L’assassinat ou la capture de Sinwar aurait sans aucun doute un impact considérable sur la guerre. Les responsables usaméricains pensent que cela permettrait au Premier ministre israélien Benjamin Netanyahou de revendiquer une victoire militaire significative et pourrait le rendre plus enclin à mettre fin aux opérations militaires dans la bande de Gaza.
En revanche, l’effet de la mort de Sinwar sur les négociations en vue de la libération des otages saisis le 7 octobre est moins évident. S’il est éliminé, ses successeurs pourraient être beaucoup moins enclins à conclure un accord avec Israël.
La communication avec Sinwar est devenue plus difficile, selon des responsables israéliens, qataris, égyptiens et usaméricains. Il avait l’habitude de répondre aux messages en quelques jours, mais les responsables ont déclaré qu’il fallait beaucoup plus de temps pour obtenir une réponse de sa part au cours des derniers mois, et que certains de ses adjoints ont parfois été ses mandataires dans ces discussions.

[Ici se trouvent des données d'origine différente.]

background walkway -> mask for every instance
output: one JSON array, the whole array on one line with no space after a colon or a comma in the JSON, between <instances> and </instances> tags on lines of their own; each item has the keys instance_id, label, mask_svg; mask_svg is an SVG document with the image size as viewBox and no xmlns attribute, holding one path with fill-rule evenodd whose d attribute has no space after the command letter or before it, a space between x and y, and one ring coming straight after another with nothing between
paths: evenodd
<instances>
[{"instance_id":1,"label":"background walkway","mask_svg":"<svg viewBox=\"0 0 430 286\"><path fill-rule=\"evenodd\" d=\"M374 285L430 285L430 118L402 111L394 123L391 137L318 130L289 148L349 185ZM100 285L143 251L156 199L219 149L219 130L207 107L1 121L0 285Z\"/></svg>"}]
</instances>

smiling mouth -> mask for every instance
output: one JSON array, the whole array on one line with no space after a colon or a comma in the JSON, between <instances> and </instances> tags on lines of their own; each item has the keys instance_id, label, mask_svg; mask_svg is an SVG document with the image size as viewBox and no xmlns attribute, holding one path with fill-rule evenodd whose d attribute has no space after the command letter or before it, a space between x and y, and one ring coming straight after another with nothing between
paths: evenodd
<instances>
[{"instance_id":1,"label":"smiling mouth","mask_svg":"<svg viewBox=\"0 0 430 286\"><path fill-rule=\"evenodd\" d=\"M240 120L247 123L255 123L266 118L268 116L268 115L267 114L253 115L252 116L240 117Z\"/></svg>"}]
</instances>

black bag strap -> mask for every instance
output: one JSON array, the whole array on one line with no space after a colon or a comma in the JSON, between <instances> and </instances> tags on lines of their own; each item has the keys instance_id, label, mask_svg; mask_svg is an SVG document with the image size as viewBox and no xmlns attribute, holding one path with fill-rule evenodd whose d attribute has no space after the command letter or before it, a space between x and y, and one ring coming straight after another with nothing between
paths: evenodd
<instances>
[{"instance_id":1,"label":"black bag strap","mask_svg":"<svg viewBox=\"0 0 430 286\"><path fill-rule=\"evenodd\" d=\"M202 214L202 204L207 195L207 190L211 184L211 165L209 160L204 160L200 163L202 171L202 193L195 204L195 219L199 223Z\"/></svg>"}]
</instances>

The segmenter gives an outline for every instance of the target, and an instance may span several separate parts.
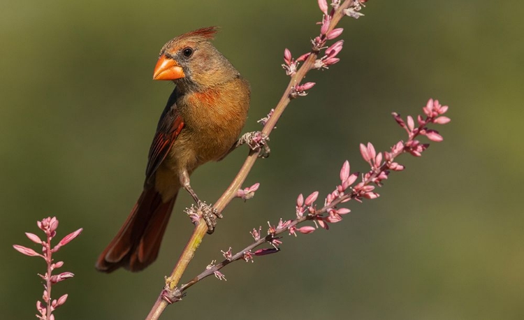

Sinwar, âgé de 61 ans, a été déclaré chef politique du groupe au début du mois d’août, quelques jours après qu’Ismail Haniyeh, le chef politique précédent, a été tué dans un attentat israélien à Téhéran.
En réalité, Sinwar a longtemps été considéré comme le chef de facto du Hamas, même si les agents politiques du groupe basés à Doha détenaient les titres officiels de direction.
La pression exercée sur le chef du Hamas a rendu beaucoup plus difficile la communication avec les commandants militaires et la direction des opérations quotidiennes, bien que les responsables usaméricains aient déclaré qu’il avait toujours la capacité de dicter la stratégie générale du groupe.
C’est plusieurs semaines après les attaques du 7 octobre, qui ont fait au moins 1 200 morts, qu’un comité spécial composé de hauts responsables des services de renseignement et de l’armée israélienne a approuvé une liste de commandants et de responsables politiques du Hamas à abattre. De nombreux hommes figurant sur cette liste, dont Haniyeh, ont été tués au cours des mois qui ont suivi.
À chaque assassinat, le ministre israélien de la défense, Yoav Gallant, a mis un « X » sur un nom figurant sur le diagramme des dirigeants du Hamas qu’il conserve sur son mur.
Mais Sinwar, le plus important de tous, est toujours en liberté.